Post without Account — your post will be reviewed, and if appropriate, posted under Anonymous. You can also use this link to report any problems registering.

RT 113290 - Crash with Objind 1 does not exist at index 316 at lib/PDF/API2/Basi

  • 2 Replies
  • 1223 Views
*

Offline Phil

  • Global Moderator
  • Sr.

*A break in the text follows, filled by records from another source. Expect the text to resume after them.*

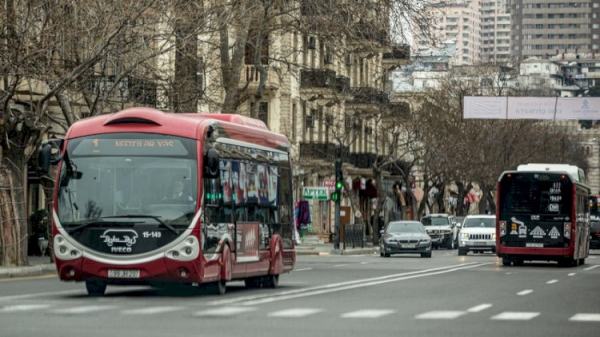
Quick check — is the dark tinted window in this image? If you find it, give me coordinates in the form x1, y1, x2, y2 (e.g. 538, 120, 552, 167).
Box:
500, 173, 572, 214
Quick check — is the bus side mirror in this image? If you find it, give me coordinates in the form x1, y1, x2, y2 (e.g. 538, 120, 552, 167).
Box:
204, 148, 219, 179
38, 139, 64, 173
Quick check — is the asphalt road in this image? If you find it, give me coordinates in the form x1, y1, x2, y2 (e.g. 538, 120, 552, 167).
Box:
0, 250, 600, 337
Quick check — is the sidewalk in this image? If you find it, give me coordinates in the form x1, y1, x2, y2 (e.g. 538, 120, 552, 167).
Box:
0, 256, 56, 279
296, 235, 379, 255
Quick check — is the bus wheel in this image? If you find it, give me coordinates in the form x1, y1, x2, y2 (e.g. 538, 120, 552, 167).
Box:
263, 275, 279, 288
85, 280, 106, 296
207, 280, 227, 295
244, 277, 260, 288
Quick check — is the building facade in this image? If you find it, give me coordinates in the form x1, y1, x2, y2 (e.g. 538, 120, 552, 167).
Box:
481, 0, 510, 63
510, 0, 600, 60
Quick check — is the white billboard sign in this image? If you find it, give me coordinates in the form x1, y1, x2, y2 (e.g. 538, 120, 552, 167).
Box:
463, 96, 600, 120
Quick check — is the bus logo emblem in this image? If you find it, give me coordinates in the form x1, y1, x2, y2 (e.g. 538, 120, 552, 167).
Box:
100, 229, 138, 247
548, 226, 560, 240
510, 218, 527, 238
529, 226, 546, 239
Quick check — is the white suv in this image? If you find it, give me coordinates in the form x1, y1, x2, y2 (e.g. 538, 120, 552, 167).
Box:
458, 215, 496, 255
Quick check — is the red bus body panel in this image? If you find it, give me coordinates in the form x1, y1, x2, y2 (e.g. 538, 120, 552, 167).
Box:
51, 108, 296, 284
496, 172, 587, 260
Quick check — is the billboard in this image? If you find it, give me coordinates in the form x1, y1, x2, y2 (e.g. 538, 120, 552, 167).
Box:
463, 96, 600, 120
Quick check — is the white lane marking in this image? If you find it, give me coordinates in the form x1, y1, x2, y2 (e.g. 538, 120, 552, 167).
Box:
0, 304, 50, 312
467, 303, 492, 312
341, 309, 396, 318
0, 289, 85, 301
517, 289, 533, 296
268, 308, 323, 318
52, 305, 115, 315
569, 314, 600, 322
415, 310, 467, 319
208, 262, 477, 305
194, 307, 256, 317
240, 263, 489, 305
491, 311, 540, 321
122, 306, 184, 315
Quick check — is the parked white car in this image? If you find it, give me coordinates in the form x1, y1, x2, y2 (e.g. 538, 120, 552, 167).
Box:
458, 215, 496, 255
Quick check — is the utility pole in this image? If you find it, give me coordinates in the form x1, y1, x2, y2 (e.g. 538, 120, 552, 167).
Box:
331, 156, 344, 249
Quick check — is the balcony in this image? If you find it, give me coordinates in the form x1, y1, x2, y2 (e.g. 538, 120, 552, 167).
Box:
355, 22, 389, 45
350, 87, 390, 104
300, 142, 348, 162
300, 69, 337, 89
383, 45, 410, 60
240, 64, 279, 90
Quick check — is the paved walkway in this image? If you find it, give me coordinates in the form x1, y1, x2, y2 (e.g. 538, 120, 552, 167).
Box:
0, 256, 56, 278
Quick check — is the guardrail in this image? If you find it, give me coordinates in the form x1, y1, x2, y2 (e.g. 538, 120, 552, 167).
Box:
341, 224, 365, 249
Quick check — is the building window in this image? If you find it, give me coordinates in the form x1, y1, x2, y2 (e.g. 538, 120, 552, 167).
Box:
258, 102, 269, 125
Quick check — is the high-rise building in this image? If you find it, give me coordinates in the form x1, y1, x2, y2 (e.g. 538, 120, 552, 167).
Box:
481, 0, 510, 63
510, 0, 600, 59
426, 0, 481, 65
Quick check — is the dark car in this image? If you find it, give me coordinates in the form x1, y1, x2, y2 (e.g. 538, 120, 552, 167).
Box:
379, 221, 431, 257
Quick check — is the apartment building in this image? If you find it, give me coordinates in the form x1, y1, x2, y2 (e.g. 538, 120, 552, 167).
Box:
426, 0, 481, 65
510, 0, 600, 60
481, 0, 511, 63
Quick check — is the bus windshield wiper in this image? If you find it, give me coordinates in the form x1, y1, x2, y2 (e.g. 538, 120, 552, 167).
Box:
103, 214, 179, 235
64, 216, 139, 233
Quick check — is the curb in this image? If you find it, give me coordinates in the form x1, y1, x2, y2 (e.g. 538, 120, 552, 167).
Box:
296, 248, 379, 256
0, 263, 56, 279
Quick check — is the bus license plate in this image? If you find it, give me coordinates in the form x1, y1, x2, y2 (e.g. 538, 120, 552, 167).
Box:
108, 269, 140, 278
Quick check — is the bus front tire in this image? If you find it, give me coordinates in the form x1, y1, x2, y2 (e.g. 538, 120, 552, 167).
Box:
208, 280, 227, 295
85, 280, 106, 296
263, 275, 279, 288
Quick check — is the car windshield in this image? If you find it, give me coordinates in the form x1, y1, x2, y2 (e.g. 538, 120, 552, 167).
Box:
421, 216, 450, 226
463, 218, 496, 228
387, 222, 423, 233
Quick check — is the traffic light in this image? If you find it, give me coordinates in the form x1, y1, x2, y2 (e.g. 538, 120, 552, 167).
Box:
331, 159, 344, 202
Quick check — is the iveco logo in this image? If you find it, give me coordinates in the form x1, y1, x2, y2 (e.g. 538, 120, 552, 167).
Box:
100, 229, 138, 247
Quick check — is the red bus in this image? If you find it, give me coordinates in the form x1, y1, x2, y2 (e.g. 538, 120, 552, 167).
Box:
496, 164, 590, 266
40, 108, 296, 296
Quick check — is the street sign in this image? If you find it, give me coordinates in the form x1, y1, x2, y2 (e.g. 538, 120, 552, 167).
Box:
302, 187, 328, 200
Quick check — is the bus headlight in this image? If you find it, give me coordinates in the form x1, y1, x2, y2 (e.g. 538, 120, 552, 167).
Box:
165, 235, 200, 261
54, 234, 82, 260
565, 222, 571, 239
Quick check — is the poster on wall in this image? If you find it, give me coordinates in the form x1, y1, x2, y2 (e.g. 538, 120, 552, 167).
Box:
219, 160, 233, 203
256, 164, 269, 205
246, 163, 258, 203
269, 166, 279, 206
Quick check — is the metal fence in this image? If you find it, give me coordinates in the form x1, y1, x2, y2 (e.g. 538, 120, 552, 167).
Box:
342, 224, 365, 249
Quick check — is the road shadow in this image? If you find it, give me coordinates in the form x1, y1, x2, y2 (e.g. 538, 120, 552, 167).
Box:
63, 283, 301, 299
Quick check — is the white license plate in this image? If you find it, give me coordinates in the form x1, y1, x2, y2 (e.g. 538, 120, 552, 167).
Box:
108, 269, 140, 278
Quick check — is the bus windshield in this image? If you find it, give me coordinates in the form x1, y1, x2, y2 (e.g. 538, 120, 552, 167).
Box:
500, 173, 572, 216
58, 133, 197, 231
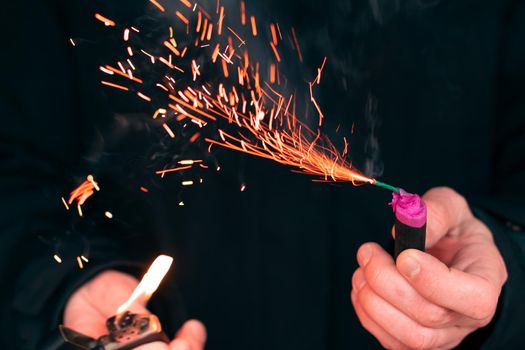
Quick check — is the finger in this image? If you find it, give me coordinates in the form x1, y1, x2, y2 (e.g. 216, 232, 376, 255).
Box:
134, 341, 169, 350
356, 284, 468, 349
423, 187, 472, 248
397, 249, 501, 320
351, 290, 405, 349
170, 320, 207, 350
356, 243, 462, 328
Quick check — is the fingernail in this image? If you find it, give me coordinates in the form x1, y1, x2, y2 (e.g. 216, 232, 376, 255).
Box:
357, 246, 372, 267
173, 339, 190, 350
399, 257, 421, 278
354, 269, 366, 291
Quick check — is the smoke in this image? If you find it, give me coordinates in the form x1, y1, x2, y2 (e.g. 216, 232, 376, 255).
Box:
364, 93, 384, 177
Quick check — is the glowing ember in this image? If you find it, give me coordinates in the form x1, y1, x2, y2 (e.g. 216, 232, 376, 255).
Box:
53, 254, 62, 264
117, 255, 173, 315
89, 0, 376, 187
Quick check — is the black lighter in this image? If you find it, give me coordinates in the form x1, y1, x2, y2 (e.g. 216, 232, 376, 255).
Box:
391, 189, 427, 259
55, 311, 168, 350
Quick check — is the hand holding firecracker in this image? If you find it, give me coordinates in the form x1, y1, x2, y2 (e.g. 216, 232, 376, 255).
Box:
351, 188, 507, 349
61, 256, 206, 350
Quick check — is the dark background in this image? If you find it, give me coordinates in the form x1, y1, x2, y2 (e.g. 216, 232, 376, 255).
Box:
0, 0, 525, 349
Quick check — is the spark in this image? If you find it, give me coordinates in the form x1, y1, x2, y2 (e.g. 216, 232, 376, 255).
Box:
180, 0, 191, 9
77, 256, 84, 270
95, 13, 115, 27
149, 0, 166, 12
250, 16, 257, 36
179, 159, 202, 165
92, 0, 376, 191
162, 123, 175, 139
100, 80, 129, 91
155, 166, 192, 175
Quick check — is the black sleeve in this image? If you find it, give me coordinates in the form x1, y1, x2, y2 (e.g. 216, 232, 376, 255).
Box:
0, 1, 141, 349
456, 1, 525, 349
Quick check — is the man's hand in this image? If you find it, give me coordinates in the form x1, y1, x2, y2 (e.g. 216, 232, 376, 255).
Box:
351, 188, 507, 349
64, 271, 206, 350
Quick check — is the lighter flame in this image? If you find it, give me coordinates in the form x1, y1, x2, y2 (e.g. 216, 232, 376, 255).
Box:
117, 255, 173, 315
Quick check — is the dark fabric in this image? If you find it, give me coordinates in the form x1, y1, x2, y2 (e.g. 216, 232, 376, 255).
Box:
0, 0, 525, 349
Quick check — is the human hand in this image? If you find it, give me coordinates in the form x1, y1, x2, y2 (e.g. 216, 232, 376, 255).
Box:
351, 188, 507, 349
64, 271, 206, 350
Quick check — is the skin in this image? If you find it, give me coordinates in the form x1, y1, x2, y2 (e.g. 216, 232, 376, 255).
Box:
351, 188, 507, 349
64, 271, 206, 350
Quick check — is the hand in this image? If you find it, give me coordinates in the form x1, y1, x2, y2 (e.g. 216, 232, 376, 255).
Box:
351, 188, 507, 349
64, 271, 206, 350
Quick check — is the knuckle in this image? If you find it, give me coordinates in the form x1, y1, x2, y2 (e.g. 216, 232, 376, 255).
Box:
367, 264, 387, 290
407, 330, 437, 350
474, 287, 499, 320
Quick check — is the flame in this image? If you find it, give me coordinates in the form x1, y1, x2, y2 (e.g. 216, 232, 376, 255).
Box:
117, 255, 173, 315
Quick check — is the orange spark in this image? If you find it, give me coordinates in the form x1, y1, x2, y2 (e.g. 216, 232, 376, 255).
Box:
95, 13, 115, 27
100, 80, 129, 91
162, 123, 175, 139
180, 0, 191, 9
250, 16, 257, 36
149, 0, 166, 12
155, 165, 192, 175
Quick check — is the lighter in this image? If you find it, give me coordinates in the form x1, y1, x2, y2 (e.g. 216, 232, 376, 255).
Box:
59, 311, 168, 350
43, 255, 173, 350
390, 189, 427, 259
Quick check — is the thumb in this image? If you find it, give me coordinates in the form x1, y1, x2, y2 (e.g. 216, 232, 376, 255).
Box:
423, 187, 472, 248
170, 320, 207, 350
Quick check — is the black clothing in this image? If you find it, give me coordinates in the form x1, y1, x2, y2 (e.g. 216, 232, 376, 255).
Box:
0, 0, 525, 350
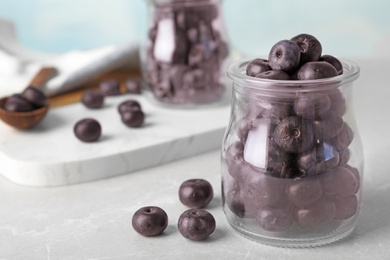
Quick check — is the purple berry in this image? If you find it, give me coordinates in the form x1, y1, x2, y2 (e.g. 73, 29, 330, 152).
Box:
255, 70, 291, 80
274, 117, 314, 153
291, 33, 322, 64
334, 195, 358, 220
73, 118, 102, 142
81, 90, 104, 108
287, 178, 322, 208
246, 59, 271, 77
268, 40, 301, 71
256, 208, 293, 232
295, 199, 336, 228
297, 61, 338, 80
177, 209, 216, 241
332, 122, 354, 151
21, 86, 47, 108
294, 95, 330, 119
131, 206, 168, 237
179, 179, 214, 209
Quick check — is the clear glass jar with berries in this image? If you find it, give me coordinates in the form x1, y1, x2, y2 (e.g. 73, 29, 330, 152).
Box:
141, 0, 229, 107
221, 33, 364, 247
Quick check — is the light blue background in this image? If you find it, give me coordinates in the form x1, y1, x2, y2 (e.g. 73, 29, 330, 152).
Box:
0, 0, 390, 58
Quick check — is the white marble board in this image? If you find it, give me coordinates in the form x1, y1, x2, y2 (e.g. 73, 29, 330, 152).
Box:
0, 95, 230, 187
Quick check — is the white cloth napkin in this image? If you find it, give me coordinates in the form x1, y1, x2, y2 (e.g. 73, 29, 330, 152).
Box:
0, 19, 139, 97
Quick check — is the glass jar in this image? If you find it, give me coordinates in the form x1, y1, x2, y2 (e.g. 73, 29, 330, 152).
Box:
221, 60, 363, 247
141, 0, 229, 107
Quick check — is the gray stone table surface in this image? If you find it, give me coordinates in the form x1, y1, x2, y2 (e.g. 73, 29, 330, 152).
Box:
0, 60, 390, 260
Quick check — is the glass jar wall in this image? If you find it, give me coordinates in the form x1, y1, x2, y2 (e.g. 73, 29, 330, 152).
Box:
221, 60, 363, 247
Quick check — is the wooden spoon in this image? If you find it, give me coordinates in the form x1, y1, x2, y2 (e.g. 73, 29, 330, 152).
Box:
0, 67, 57, 129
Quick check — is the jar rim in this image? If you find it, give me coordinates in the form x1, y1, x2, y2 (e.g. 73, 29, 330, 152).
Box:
227, 58, 360, 92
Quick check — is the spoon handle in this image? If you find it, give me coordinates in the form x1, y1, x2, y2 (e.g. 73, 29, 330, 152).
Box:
29, 67, 57, 87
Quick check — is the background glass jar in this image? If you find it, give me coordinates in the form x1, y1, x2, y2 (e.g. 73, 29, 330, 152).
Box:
221, 60, 363, 247
141, 0, 229, 105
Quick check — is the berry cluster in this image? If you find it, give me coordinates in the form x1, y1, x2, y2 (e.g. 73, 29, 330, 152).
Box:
224, 34, 360, 232
132, 179, 215, 241
4, 86, 47, 112
146, 0, 228, 103
73, 79, 145, 142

Member
  • *****
  • 387
    • View Profile
Wed Mar 23 09:32:55 2016 melmothx [...] gmail.com - Ticket created
Subject:    Crash with Objind 1 does not exist at index 316 at lib/PDF/API2/Basic/PDF/File.pm line 725.
Date:    Wed, 23 Mar 2016 14:31:55 +0100
To:    bug-PDF-API2 [...] rt.cpan.org
From:    Marco Pessotto <melmothx [...] gmail.com>

See the attached patch: read_stream.patch
Code: [Select]
diff --git a/lib/PDF/API2/Basic/PDF/File.pm b/lib/PDF/API2/Basic/PDF/File.pm
index a9bba4b..e0b6cc8 100644
--- a/lib/PDF/API2/Basic/PDF/File.pm
+++ b/lib/PDF/API2/Basic/PDF/File.pm
@@ -711,7 +711,7 @@ sub read_objnum {
         my $src = $self->read_objnum($object_location->[0], 0, %opts);
         die 'Cannot find the compressed object stream' unless $src;
 
-        $src->read_stream if $src->{' nofilt'};
+        $src->read_stream(1) if $src->{' nofilt'};
 
         my $map = substr($src->{' stream'}, 0, $src->{'First'}->val);
         my $objects = substr($src->{' stream'}, $src->{'First'}->val);

From the doc, it looks like read_stream without a true argument empties the ' stream' content in some cases, storing it on the disk. But here the code unconditionally assumes that ' stream' is always set to a string.

WARNING: I'm not sure the patch does the right thing, though, but appears to work.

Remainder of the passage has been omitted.